TotalEnergies and Chevron, two of the world's largest energy conglomerates, said on Friday they were stopping all operations in Myanmar, citing rampant human rights abuses and deteriorating rule of law since the country's military overthrew the elected government.

The announcement came just as Total called for international sanctions against Myanmar's oil and gas sector, which remains one of the military government's primary sources of funding.

The sanctions would target the state-owned Myanma Oil and Gas Enterprise (MOGE), which is a joint venture partner in all offshore gas projects in Myanmar, including Yadana with Total, Chevron, and Thailand’s PTT Exploration & Production.

Total has a majority stake in the venture and runs its daily operations, while MOGE collects revenues on behalf of the government.

“Since the Feb. 1 coup, we have seen the evolution of the country and it is clearly not favourable: The situation of rule of law and human rights in Myanmar has clearly deteriorated over months and despite the civil disobedience movements, the junta has kept power and our analysis is that it's unfortunately for the long term,” Total said.

Since the takeover, the military has cracked down brutally against dissent, abducting young men and boys, killing health care workers, and torturing prisoners.

A former Total employee in Myanmar who has campaigned against the company’s ties to the military government said she was shocked and pleased by the decision, though she acknowledged that it would be difficult to find work elsewhere.

“For the employees who still work for Total, it’s bad news even if they oppose the dictatorship or fight against the military. But for me as an ordinary person and not as an employee, I will say it is great news,” she told The Associated Press on condition of anonymity because she feared reprisal from the government.

Total said it would withdraw without financial compensation and hand over its interests to the other stakeholders.

About half of Myanmar’s foreign currency comes from natural gas revenues, and it is expected to earn 1.3 billion euros from offshore and pipeline projects in 2021-2022, according to a Myanmar government forecast.

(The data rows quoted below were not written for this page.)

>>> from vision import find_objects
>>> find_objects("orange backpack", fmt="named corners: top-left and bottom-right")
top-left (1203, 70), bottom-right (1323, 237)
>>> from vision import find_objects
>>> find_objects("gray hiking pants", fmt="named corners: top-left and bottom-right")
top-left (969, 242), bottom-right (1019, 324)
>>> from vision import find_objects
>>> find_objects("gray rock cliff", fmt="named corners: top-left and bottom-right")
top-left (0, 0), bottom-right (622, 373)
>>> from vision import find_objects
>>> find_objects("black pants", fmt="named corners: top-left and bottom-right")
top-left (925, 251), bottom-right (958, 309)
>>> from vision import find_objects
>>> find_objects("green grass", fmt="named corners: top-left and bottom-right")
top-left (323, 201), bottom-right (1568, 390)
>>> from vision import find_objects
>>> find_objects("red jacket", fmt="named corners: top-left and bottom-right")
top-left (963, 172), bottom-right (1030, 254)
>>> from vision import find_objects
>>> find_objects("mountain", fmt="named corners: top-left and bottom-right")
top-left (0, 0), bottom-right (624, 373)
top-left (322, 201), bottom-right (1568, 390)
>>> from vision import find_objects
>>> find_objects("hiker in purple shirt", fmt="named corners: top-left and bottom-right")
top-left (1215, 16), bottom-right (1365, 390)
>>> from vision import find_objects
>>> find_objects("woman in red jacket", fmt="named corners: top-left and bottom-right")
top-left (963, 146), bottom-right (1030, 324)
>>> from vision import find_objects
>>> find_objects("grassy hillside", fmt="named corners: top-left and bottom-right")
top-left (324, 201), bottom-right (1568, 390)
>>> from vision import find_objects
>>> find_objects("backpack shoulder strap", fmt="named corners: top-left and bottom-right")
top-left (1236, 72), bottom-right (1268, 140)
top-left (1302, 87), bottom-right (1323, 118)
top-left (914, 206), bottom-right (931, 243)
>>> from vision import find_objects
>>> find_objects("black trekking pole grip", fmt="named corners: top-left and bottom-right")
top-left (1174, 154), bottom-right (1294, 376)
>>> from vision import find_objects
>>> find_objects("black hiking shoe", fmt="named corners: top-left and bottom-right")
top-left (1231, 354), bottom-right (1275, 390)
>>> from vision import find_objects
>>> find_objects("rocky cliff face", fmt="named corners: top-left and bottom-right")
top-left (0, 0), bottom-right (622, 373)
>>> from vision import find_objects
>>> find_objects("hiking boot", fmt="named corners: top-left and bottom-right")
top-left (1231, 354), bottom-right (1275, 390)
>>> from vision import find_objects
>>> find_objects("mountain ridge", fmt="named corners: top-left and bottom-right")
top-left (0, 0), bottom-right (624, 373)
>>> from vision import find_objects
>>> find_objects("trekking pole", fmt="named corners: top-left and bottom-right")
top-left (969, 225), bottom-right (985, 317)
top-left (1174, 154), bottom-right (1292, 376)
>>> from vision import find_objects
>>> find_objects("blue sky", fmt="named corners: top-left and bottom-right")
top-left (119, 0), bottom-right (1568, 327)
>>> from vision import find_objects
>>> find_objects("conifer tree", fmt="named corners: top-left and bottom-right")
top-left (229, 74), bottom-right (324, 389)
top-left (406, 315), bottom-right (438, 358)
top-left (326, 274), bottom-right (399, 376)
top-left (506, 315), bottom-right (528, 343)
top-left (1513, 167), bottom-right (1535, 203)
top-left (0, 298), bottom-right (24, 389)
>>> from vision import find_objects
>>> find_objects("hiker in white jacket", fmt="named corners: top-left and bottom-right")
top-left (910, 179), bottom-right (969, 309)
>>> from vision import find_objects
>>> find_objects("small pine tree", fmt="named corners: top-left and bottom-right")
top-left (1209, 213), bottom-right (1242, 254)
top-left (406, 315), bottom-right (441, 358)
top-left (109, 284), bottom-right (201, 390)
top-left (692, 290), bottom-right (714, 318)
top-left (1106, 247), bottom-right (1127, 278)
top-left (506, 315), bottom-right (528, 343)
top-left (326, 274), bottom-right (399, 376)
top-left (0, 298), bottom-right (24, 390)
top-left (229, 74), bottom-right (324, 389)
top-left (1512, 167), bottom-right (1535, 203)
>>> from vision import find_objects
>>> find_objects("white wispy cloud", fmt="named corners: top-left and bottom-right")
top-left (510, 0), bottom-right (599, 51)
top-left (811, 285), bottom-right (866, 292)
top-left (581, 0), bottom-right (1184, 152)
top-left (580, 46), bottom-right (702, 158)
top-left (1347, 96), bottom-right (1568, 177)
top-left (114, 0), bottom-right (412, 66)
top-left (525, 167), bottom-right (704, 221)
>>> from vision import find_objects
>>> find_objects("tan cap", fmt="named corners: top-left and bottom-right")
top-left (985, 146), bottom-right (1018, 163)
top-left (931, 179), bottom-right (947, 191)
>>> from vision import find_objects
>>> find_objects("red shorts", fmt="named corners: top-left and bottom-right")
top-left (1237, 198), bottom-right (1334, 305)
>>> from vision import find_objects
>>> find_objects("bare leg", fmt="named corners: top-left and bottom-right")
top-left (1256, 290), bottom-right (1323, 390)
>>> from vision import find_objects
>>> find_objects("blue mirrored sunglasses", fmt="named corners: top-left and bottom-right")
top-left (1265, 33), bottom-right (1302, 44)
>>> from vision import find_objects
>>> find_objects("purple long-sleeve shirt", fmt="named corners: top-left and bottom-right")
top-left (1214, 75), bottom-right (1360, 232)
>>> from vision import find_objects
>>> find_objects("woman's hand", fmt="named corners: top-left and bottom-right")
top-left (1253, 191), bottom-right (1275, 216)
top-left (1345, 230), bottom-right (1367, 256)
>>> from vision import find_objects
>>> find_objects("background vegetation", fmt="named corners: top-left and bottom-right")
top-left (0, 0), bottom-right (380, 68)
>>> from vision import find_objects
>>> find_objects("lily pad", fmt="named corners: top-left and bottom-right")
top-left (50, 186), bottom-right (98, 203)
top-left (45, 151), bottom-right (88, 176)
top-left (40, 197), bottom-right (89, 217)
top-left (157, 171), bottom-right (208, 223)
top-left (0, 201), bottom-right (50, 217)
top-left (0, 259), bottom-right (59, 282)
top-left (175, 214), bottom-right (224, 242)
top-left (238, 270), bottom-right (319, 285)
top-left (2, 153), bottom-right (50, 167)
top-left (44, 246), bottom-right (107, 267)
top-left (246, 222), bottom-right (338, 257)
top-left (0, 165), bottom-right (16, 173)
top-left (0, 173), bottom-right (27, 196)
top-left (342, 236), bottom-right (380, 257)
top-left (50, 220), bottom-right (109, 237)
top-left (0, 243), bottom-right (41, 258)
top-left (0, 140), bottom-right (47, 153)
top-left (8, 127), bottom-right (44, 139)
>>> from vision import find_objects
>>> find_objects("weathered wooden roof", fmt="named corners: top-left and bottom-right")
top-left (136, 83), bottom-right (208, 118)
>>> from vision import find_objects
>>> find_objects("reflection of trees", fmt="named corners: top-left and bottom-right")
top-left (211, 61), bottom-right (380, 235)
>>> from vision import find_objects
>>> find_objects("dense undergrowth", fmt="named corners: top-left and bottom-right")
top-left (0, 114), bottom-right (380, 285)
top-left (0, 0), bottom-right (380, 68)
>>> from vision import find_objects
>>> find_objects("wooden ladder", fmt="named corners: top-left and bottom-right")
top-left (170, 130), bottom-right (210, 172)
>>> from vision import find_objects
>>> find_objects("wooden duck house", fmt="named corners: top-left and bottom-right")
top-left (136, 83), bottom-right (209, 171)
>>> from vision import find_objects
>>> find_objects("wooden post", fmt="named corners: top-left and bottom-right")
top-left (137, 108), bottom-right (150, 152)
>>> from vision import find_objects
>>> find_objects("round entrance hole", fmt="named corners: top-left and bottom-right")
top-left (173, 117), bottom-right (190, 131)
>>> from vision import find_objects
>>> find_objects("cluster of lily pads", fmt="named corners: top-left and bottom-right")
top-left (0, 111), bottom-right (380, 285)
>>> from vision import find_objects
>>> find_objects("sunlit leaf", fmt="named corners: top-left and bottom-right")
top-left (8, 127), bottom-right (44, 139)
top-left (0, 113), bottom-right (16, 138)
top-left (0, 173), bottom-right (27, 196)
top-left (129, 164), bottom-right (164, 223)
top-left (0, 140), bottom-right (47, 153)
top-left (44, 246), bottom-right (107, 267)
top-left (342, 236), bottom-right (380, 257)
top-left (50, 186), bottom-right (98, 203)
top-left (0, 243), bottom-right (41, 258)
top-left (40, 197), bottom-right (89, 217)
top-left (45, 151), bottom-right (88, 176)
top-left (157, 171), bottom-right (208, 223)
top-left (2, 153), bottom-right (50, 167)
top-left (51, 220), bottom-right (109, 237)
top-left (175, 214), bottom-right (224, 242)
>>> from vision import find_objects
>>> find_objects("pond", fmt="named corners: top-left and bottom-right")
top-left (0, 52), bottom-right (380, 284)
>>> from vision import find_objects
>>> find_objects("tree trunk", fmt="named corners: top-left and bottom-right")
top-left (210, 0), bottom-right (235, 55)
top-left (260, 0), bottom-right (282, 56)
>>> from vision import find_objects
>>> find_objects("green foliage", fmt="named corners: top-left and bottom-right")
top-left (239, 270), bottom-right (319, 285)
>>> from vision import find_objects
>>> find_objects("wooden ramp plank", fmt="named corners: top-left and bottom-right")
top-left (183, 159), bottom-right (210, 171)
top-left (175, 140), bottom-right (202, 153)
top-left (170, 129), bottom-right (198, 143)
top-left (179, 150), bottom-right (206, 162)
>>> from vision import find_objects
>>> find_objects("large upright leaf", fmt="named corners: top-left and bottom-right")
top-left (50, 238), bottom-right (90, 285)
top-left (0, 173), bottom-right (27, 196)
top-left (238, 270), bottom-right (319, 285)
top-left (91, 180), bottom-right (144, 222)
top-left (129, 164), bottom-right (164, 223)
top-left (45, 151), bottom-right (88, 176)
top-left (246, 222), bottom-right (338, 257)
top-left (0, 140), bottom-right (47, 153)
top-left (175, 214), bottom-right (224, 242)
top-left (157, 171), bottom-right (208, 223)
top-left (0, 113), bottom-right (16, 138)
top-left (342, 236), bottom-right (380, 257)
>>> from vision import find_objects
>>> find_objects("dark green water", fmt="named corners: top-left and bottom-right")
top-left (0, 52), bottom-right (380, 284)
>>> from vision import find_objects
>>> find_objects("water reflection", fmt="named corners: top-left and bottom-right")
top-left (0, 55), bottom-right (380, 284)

Prior rounds of U.S. and European sanctions against the Myanmar military have excluded oil and gas.

In a statement released shortly after Total’s announcement, Chevron said it too was planning to leave “in light of circumstances.” The company has condemned the human rights abuses and said it would comply with any international sanctions. There was no firm time frame for Chevron's exit, but Total said it expected its departure to be finalised within six months.

The Myanmar-based human rights group Blood Money Campaign called on the companies to ensure that future payments are made into accounts inaccessible to the military and "stop treating the criminal junta as a legitimate government.”

Human Rights Watch welcomed the decision.

"The next step is to ensure that gas revenues don’t continue to fund those atrocities,” said Ken Roth, executive director of the organisation.

PTT Exploration & Production, the Thai company, said it was examining its options “putting the utmost importance for the energy security of Thailand and Myanmar and preventing impacts on energy demand to the livelihood of people in both countries."

The Yadana field is expected to be exhausted in the next several years and was nearing the end of its operations. The two companies had earlier halted dividend payments for the Myanmar project. But that decision had a limited impact on any revenue going to the state-owned Myanma Oil and Gas Enterprise or the military-controlled government.